Atenta a diversidade de factos que as declarações de parte podem abranger, o artigo 466.º, n.º 3 estabelece que estas serão livremente apreciadas pelo tribunal na parte em que não representem confissão, significando que a parte do depoimento, ou dos esclarecimentos do sujeito processual, que não assumam a natureza de confissão, com a amplitude referida, não tem que ser reduzida a escrito por não ser prova tarifada. Porém, tal como já resultava do disposto no artigo 563.º, n.º 1, do regime pretérito, o actual artigo 463.º, n.º 1, continua a impor a redução a escrito da confissão do depoente, que pode ocorrer tanto em depoimento como em declarações de parte, bem como em prestação de informações ou esclarecimentos ao tribunal.
A desconsideração da formalidade da assentada na acta da audiência de discussão e julgamento implica que a declaração confessória da parte, mesmo que se encontre gravada, ao invés de ter o valor probatório de prova plena contra o confitente, que lhe atribui o n.º 1 do artigo 358.º do CC, passa a ser livremente apreciada pelo tribunal, nos termos do n.º 4 do mesmo normativo e ainda do artigo 361.º da mesma codificação, que rege sobre o valor do reconhecimento não confessório de factos desfavoráveis.
Mais, os recursos apenas visam a reapreciação ou reponderação da decisão de questões oportunamente suscitadas, salvo quando se trate de questões de conhecimento oficioso - Vide, por todos, o acórdão do STJ de 15 de Dezembro de 2022 (processo n.º 125/20.6T8TND.C1-A.S1) pesquisável em www.dgsi.pt.
Dito de outra forma, os recursos destinam-se à apreciação de questões já antes levantadas e decididas no processo e não a provocar decisões sobre questões que antes não foram submetidas ao contraditório e decididas pelo Tribunal recorrido. As questões a apreciar em sede de recurso devem circunscrever-se às questões que já tenham sido submetidas ao Tribunal de categoria inferior e aos fundamentos em que a sentença se alicerçou e que resultaram da prova produzida e carreada para os autos, salvo, naturalmente, as questões de conhecimento oficioso, desde que o processo contenha os elementos imprescindíveis ao seu conhecimento” - cfr. José Lebre de Freitas e Ribeiro Mendes, CPC Anotado, Vol. III., Tomo 1, 2ª Ed., Coimbra Editora, pág. 8.), pelo que, nos acertados dizeres do acórdão do STJ de 17.11.2016 (proferido no processo 861/13.3TTVIS.C1.S2, disponível em www.dgsi.pt).

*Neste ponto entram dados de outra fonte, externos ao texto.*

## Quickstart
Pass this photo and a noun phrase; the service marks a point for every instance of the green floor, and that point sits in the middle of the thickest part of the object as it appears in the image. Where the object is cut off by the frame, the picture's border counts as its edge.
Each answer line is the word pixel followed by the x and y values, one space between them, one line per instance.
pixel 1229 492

Improcede, pois, a alegação.
*
2.3.4- Da impugnação;
(…).
Mantendo-se a matéria de facto fixada na 1.ª instância, remetemos para a decisão proferida no Juízo de Comércio de Viseu - Juiz ..., que aqui reproduzimos:
“- A destituição do administrador único na AG de 17-02-2023 e as consequências para a deliberação que aprovou o relatório de gestão e as contas do exercício de 2022 por aquele elaboradas e apresentadas.
- A regra da continuidade dos exercícios e sua relação com a falta de aprovação das contas dos anos anteriores.

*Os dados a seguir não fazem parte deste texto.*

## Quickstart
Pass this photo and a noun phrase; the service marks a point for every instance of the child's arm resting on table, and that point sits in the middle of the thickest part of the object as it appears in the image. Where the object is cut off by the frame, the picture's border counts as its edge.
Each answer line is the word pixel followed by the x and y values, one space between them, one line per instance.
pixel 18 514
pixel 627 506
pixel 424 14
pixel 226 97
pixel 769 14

- O incumprimento das regras de elaboração do relatório de gestão e a anulabilidade da deliberação que o aprovou.
- A violação pelo Fiscal Único dos seus deveres funcionais e sua repercussão nas deliberações tomadas na AG de 14-06-2023.
- O voto abusivo dos acionistas BB e CC.
O enquadramento jurídico.
As deliberações sociais são decisões juridicamente imputáveis à sociedade porquanto tomadas pelo órgão social de formação da vontade. “… as deliberações dos sócios são, em regra, negócios jurídicos: actos jurídicos constituídos por uma ou mais declarações de vontade (votos), com vista à produção de certos efeitos sancionados pela ordem jurídica.”- Jorge Manuel Coutinho de Abreu, in Curso de Direito Comercial, Volume II, pag. 241, 4ª Edição.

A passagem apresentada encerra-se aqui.